Monday, 5 September 2016

End of August

Yellow Wagtail (c) Bark
This is one of the times in the year when everything seems to slow down a bit and superficially one week looks very much like another. There are subtle differences however nothing ever really stands still. The weather has been flipping between high summer and early autumn, cool in the mornings but warming up quickly in the sunshine. The silky tassels at the top of the phragmites reed stems have emerged fully now. They are in the process of turning from a reddish maroon when they first emerged to a beautiful pale coppery gold, as they ripen and set seed.

Blue Tit and Long Tailed Tit (c) Derek Lane
Juvenile Great and Blue Tits seem to use the dried hogweeds and cow parsleys as gym appliances as they glean insects from them, spending as much time upside down as up the right way.
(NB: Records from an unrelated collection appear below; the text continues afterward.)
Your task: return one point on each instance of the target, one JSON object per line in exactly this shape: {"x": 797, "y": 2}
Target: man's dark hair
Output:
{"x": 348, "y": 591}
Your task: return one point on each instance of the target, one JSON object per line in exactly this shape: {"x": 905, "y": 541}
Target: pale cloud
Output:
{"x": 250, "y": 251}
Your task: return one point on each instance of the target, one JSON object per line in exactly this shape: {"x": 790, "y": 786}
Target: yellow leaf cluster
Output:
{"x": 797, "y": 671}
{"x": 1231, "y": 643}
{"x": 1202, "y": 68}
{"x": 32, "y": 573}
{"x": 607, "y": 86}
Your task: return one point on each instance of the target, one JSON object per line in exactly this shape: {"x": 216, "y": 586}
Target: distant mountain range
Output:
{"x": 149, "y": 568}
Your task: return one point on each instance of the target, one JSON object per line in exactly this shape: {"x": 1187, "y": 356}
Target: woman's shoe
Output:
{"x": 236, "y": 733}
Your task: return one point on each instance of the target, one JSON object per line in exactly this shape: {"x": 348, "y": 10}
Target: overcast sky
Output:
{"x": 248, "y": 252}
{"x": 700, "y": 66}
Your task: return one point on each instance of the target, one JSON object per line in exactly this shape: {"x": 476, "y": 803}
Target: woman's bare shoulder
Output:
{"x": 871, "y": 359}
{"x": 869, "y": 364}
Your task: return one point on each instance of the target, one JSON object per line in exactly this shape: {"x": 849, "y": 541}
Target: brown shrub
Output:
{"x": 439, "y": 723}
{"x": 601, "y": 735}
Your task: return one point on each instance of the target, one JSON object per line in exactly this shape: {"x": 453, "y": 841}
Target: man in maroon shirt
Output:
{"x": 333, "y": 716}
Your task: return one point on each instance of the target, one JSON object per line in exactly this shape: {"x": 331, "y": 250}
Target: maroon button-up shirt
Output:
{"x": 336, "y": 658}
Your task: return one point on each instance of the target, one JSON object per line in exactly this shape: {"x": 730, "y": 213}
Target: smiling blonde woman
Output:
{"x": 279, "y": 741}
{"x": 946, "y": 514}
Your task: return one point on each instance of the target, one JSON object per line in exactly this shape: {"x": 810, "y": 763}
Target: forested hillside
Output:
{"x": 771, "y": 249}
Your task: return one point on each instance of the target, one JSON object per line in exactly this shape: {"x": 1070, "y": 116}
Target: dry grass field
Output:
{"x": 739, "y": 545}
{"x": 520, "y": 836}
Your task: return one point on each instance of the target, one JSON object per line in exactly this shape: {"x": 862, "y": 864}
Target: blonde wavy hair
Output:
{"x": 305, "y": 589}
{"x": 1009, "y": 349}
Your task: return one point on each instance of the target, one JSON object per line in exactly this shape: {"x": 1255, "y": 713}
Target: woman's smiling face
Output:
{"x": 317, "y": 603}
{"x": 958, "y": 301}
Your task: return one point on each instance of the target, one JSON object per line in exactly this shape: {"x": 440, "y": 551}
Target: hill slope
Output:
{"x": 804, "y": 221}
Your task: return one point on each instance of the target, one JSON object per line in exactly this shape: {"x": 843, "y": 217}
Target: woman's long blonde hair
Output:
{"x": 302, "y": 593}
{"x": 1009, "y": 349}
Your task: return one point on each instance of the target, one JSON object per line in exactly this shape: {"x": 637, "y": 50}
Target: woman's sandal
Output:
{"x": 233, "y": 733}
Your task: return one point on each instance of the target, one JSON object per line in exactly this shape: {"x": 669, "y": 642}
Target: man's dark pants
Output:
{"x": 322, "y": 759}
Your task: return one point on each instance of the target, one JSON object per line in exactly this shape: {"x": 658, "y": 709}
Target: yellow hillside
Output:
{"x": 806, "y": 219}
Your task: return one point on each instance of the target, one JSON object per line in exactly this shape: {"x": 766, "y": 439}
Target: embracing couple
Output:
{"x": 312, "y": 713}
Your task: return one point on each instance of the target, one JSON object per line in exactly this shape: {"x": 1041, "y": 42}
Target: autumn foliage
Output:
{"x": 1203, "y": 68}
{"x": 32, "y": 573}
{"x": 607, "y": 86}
These mixed foraging parties often seem to have coalesced around a family of Log-tailed Tits. Amongst the Tits it is possible to find Willow Warblers and Chiffchaffs along with the occasional Whitethroat and Blackcap. 
In Long Meadow there are still several Redstarts and on Sunday a family of four Lesser Whitethroats were fly catching from one of the isolated briars.

Lesser Whitethroats (c) Bark

The cattle on Ashgrave were feeding just in front of the hide and they were accompanied by at least ten Yellow Wagtails feeding in the grass under their legs seeming to risk being flattened in pursuit of the flies that the cows attract or disturb from the grass. From time to time they would fly up and land on the screening beside the hide giving excellent up close views.
Yellow Wagtail (c) JR

Out from the first screen the area of mud is getting bigger and is offering plenty of new feeding areas for snipe and places for ducks to loaf away the days as they moult out of eclipse and into their new plumage. There is a dirty white tide line around the lagoon made up of pale discarded feathers. The Mandarin ducks are still out there but sometimes spend some of their time out on the scrapes on Greenaways. A few passage waders have been moving through including Greenshank, Dunlin, Ruff, Common Sandpiper and Black tailed Godwit.

Small Tortoiseshell and Hornets nest at the Hide (c) Bark
Whinchats are popping up in different places across the moor. There were at least two in July’s meadow on on Sunday and on Saturday what we took for two Wheatears (we only saw them briefly) turned out on looking the pictures to have been a Whinchat and a Wheatear. They have also been spotted out on the fence line at the Pill one of their most regular haunts.
Wheatear and Whinchat July's Meadow(c) JR

The Purple Heron is still with us. It puts in very occasional and irregular appearances and must be the most difficult and frustrating bird to twitch. I would be very surprised if it stayed very much longer before heading south for the winter.

In previous years the next few weeks have turned up Wrynecks and Shrikes let’s hope that this year one or both put in an appearance.